菌血症 本土の5倍 乳幼児の髄膜炎要因(沖縄タイムス12/15)

5歳未満の小児が菌血症にかかる率を年間10万人当たりで
比較すると、沖縄県は平均値は111人で、本土(沖縄を除く
1道8県、北海道は髄膜炎のみ、厚生労働省科学研究班調べ)
の平均値19・3人の約5・7倍に上った。

理由はわかっていない

もとになった研究というのは、たぶんこれでしょう

小児における侵襲性細菌感染症の全国サーベイランス調査
(IASR Vol. 31 p. 95-96: 2010年4月号)

あくまでも推測ですが、沖縄の子どもたちだけが
「菌血症になりやすい」というよりは、沖縄では
「菌血症と診断される割合が高い」と考えるのが自然。

それと関連する記事はこれ。
血液培養同時複数セット採血の有用性(ビオメリューニュースレター)

血液培養検査は、感染症を診断する上で 最も重要な検査であることは周知の通りであるが、日本における血液培養実施件 数は欧米と比較して少ないとされている。一方沖縄県では、一般細菌検査に占める血液培養の割合が20%を超える施設が 多く、当院における血液培養も2005年の1 年間では3,278件あり、一般細菌検査全体 の35.4%を占めている(図1)。この現象は、沖縄県が血液培養に関しては日本本土よりむしろ米国の影響を受けているためと考えられている。

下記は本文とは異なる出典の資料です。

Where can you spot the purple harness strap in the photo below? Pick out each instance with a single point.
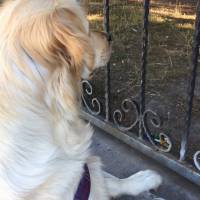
(83, 191)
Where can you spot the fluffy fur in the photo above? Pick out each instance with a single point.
(45, 49)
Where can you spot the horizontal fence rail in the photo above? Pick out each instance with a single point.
(157, 146)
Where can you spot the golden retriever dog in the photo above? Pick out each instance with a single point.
(45, 49)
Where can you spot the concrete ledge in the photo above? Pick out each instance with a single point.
(120, 160)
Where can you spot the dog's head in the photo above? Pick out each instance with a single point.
(55, 33)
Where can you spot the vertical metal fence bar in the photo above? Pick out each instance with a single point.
(106, 24)
(144, 63)
(195, 55)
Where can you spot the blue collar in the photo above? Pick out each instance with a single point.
(83, 191)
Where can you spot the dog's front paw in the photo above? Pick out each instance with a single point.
(144, 181)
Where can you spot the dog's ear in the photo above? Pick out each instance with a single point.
(58, 38)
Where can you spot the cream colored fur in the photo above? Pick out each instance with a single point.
(45, 48)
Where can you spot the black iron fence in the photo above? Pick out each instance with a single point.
(156, 146)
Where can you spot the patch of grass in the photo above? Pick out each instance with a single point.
(169, 59)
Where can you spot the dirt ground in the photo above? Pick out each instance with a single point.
(169, 63)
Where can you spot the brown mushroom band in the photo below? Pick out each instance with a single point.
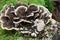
(31, 19)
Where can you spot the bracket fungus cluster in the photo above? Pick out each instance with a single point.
(28, 19)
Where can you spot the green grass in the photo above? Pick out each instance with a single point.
(13, 34)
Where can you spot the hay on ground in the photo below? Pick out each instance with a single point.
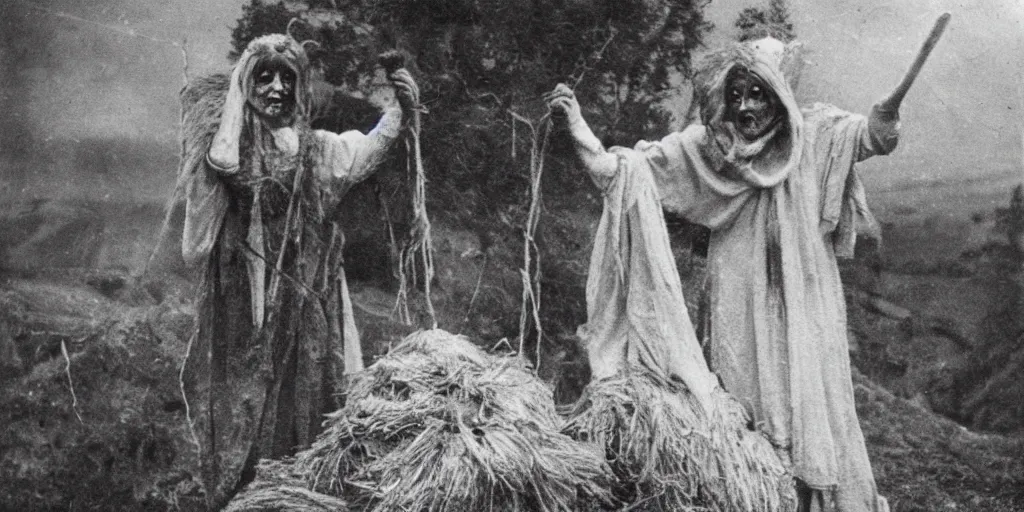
(279, 488)
(438, 425)
(670, 454)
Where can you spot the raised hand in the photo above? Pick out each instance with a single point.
(563, 104)
(404, 89)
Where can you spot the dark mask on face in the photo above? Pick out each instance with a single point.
(751, 105)
(272, 92)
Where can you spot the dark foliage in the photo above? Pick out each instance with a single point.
(756, 23)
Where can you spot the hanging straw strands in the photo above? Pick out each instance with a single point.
(439, 425)
(530, 271)
(419, 243)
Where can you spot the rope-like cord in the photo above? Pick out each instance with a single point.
(530, 271)
(420, 243)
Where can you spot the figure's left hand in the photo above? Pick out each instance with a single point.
(406, 89)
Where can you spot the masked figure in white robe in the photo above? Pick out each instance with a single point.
(777, 186)
(274, 331)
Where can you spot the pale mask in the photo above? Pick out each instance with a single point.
(272, 92)
(751, 105)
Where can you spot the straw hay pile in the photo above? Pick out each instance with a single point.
(669, 454)
(438, 425)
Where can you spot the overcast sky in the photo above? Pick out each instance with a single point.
(88, 70)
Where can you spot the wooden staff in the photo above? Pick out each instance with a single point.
(896, 97)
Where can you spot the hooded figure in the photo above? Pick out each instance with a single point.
(778, 189)
(274, 333)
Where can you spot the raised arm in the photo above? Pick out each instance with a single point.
(223, 154)
(565, 109)
(351, 157)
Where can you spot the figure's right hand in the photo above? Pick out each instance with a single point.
(562, 101)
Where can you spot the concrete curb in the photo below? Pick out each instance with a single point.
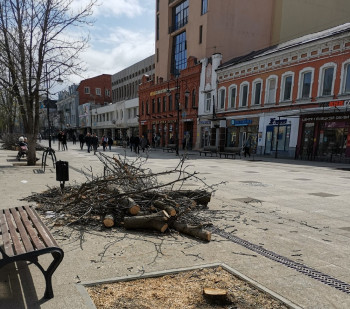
(85, 295)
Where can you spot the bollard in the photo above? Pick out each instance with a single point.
(62, 172)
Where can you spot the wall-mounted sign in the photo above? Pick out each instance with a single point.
(241, 122)
(277, 121)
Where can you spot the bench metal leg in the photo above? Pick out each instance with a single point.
(57, 255)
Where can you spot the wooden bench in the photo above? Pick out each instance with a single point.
(231, 151)
(25, 238)
(209, 150)
(170, 148)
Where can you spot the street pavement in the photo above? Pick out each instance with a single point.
(283, 223)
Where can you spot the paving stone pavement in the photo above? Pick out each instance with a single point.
(283, 223)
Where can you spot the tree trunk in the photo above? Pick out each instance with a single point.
(195, 231)
(109, 220)
(161, 205)
(157, 221)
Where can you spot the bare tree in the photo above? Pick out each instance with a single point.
(37, 44)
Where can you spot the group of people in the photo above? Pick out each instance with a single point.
(136, 142)
(92, 142)
(62, 141)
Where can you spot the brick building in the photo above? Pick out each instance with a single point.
(293, 98)
(93, 92)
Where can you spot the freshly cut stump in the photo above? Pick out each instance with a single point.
(186, 292)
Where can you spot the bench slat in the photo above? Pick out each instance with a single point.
(30, 229)
(17, 244)
(22, 231)
(41, 228)
(5, 235)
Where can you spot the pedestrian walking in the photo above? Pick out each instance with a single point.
(81, 140)
(94, 142)
(88, 141)
(143, 143)
(59, 138)
(131, 142)
(110, 142)
(64, 141)
(136, 144)
(104, 142)
(247, 146)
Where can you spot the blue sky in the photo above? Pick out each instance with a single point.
(123, 34)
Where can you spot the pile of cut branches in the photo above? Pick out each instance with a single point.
(130, 196)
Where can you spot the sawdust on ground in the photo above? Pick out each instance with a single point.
(183, 290)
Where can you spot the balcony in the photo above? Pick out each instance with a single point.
(178, 25)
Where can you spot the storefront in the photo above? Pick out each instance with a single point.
(325, 136)
(239, 130)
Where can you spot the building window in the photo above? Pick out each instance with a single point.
(170, 103)
(271, 88)
(207, 102)
(204, 8)
(179, 58)
(180, 15)
(286, 87)
(194, 98)
(222, 95)
(257, 92)
(243, 94)
(164, 104)
(305, 84)
(346, 78)
(186, 102)
(232, 97)
(159, 105)
(327, 74)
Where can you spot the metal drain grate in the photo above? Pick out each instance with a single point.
(310, 272)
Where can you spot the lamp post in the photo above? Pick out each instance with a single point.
(49, 150)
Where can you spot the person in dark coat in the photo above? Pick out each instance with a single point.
(60, 137)
(110, 142)
(131, 142)
(88, 141)
(81, 140)
(64, 141)
(136, 144)
(94, 142)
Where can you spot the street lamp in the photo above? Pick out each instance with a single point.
(49, 150)
(177, 103)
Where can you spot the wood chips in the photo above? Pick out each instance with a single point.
(182, 291)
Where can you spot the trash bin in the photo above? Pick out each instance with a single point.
(62, 173)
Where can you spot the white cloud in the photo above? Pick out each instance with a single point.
(129, 8)
(129, 48)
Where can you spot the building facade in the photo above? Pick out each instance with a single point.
(168, 109)
(93, 92)
(291, 99)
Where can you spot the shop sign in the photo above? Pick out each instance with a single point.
(277, 121)
(334, 103)
(239, 123)
(326, 118)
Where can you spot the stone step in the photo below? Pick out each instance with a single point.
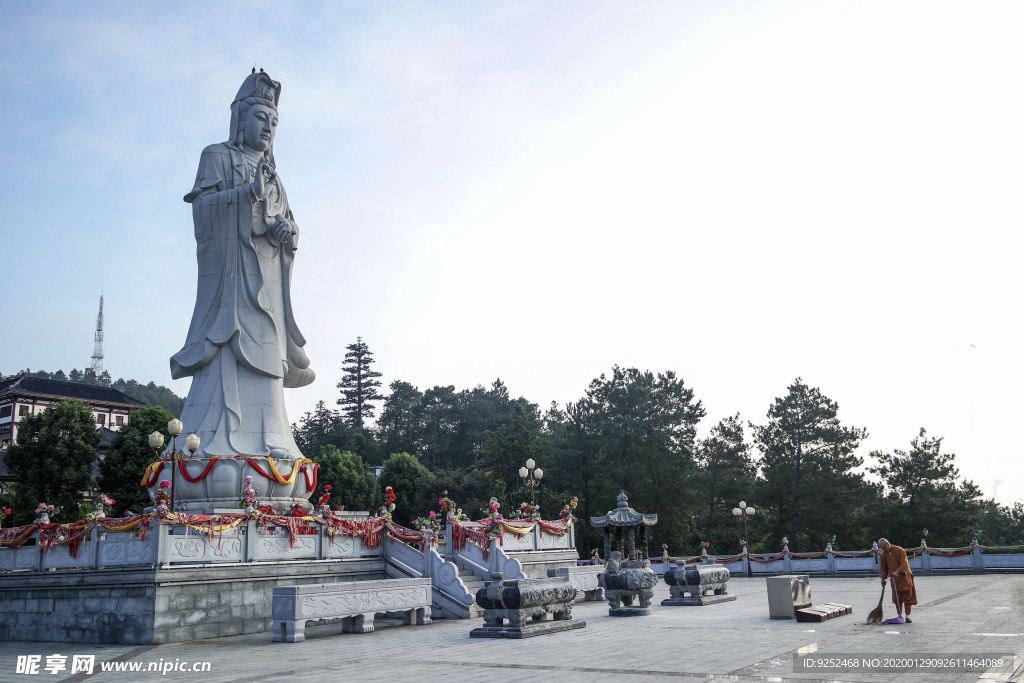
(822, 612)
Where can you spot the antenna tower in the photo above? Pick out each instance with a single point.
(97, 348)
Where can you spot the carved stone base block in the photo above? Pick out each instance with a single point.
(526, 631)
(629, 611)
(354, 603)
(697, 601)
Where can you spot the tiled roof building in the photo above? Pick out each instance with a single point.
(24, 395)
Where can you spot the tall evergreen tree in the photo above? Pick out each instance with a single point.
(399, 427)
(359, 386)
(122, 468)
(52, 460)
(352, 483)
(725, 477)
(808, 466)
(923, 491)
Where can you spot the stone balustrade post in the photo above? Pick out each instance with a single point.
(493, 564)
(327, 543)
(249, 551)
(926, 558)
(163, 544)
(94, 547)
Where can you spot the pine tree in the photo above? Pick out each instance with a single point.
(358, 385)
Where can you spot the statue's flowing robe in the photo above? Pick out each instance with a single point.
(243, 345)
(894, 559)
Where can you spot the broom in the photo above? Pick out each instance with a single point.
(875, 616)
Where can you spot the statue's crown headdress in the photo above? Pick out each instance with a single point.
(260, 86)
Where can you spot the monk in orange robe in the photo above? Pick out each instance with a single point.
(893, 564)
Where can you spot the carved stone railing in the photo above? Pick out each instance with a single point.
(923, 560)
(165, 546)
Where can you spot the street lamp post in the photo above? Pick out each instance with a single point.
(174, 428)
(744, 512)
(531, 477)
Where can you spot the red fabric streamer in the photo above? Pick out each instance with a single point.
(310, 485)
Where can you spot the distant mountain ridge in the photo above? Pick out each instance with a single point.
(151, 394)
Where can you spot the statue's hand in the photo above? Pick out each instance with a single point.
(263, 171)
(284, 229)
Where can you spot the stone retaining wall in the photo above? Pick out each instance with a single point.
(158, 605)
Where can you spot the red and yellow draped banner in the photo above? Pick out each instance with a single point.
(306, 466)
(206, 470)
(152, 474)
(408, 535)
(556, 526)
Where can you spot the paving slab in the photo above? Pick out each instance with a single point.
(963, 616)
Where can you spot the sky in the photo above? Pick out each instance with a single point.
(742, 193)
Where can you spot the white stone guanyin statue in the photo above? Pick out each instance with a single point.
(243, 346)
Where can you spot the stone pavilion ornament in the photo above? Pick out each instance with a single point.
(628, 575)
(243, 347)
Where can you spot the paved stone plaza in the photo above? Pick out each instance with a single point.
(962, 614)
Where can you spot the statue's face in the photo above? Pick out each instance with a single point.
(261, 125)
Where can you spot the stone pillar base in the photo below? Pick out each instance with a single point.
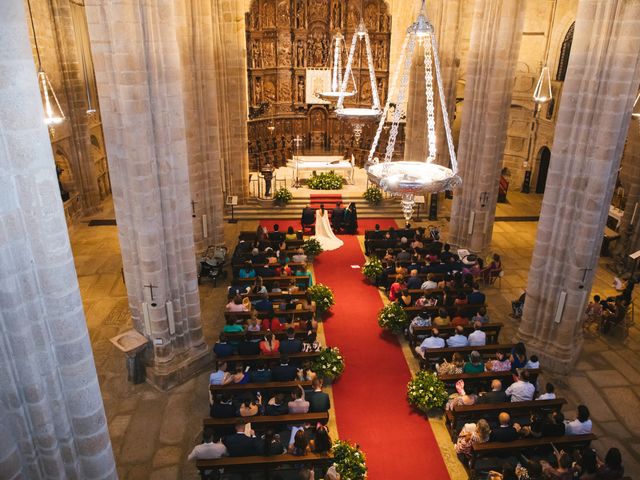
(558, 359)
(184, 366)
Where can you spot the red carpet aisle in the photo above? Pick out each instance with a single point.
(370, 397)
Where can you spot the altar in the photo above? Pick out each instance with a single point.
(317, 163)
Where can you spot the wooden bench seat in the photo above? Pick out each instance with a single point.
(462, 414)
(261, 387)
(484, 451)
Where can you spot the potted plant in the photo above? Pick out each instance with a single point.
(372, 269)
(311, 248)
(349, 460)
(282, 196)
(325, 181)
(393, 318)
(329, 365)
(426, 391)
(322, 296)
(373, 195)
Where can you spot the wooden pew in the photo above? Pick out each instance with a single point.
(526, 446)
(262, 387)
(455, 419)
(264, 463)
(435, 355)
(491, 329)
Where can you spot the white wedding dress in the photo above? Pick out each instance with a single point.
(324, 234)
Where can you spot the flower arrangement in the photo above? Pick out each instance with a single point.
(329, 364)
(426, 391)
(283, 196)
(373, 195)
(322, 295)
(312, 247)
(325, 181)
(372, 267)
(393, 318)
(349, 460)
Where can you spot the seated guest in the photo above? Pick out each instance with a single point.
(211, 447)
(459, 339)
(474, 365)
(283, 372)
(549, 393)
(451, 368)
(496, 395)
(248, 346)
(505, 432)
(476, 297)
(260, 373)
(270, 345)
(481, 316)
(477, 338)
(242, 443)
(581, 424)
(522, 390)
(299, 404)
(222, 348)
(224, 407)
(434, 341)
(277, 406)
(291, 344)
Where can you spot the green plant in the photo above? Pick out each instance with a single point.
(372, 267)
(283, 196)
(426, 391)
(392, 317)
(349, 460)
(373, 195)
(312, 247)
(325, 181)
(322, 295)
(330, 363)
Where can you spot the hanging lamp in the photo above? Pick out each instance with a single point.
(418, 176)
(337, 46)
(53, 114)
(359, 115)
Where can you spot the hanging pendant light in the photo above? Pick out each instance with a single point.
(359, 115)
(337, 44)
(53, 114)
(418, 176)
(542, 93)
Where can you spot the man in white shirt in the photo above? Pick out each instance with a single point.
(581, 425)
(212, 447)
(434, 341)
(477, 338)
(458, 340)
(522, 390)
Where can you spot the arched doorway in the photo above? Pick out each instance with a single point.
(544, 157)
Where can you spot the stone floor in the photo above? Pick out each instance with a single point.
(153, 432)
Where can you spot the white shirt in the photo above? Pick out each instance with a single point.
(477, 338)
(432, 342)
(457, 340)
(521, 391)
(577, 427)
(208, 450)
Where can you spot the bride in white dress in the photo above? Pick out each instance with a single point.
(324, 234)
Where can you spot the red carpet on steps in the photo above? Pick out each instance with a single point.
(370, 397)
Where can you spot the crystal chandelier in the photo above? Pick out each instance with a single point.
(414, 176)
(359, 115)
(337, 45)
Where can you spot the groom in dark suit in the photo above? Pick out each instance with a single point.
(337, 217)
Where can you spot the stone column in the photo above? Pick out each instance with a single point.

血液培養検査が保険診療点数で1日1回しか認められないため
検出率も低く、そのため提出をためらう医師も多いという問題
があるようです。

青木眞先生の感染症診療の原則「チーム血培」の関連記事やコメントを見ても
この問題が取り上げられています。

OCHインターンの頃は、病棟で発熱ワークアップをする際には
Dセットにイソジン綿球を詰めて、血培採った記憶が染みついて
います(2セット採らないとレジにしばかれた)

この記事で、もう1つ気になったのが

発症すると約2割に死亡や重い後遺症が出る細菌性髄膜炎は、
発症率は県内、本土とほぼ同じ

発生動向調査では、沖縄県は全国の症例数の約2割を占める年も
あるほど、報告が多い(沖縄県感染症情報センター参照)
んですが、これもtrue increase in incidence ではない可能性がありますね(安心)


キリ番51万(感謝)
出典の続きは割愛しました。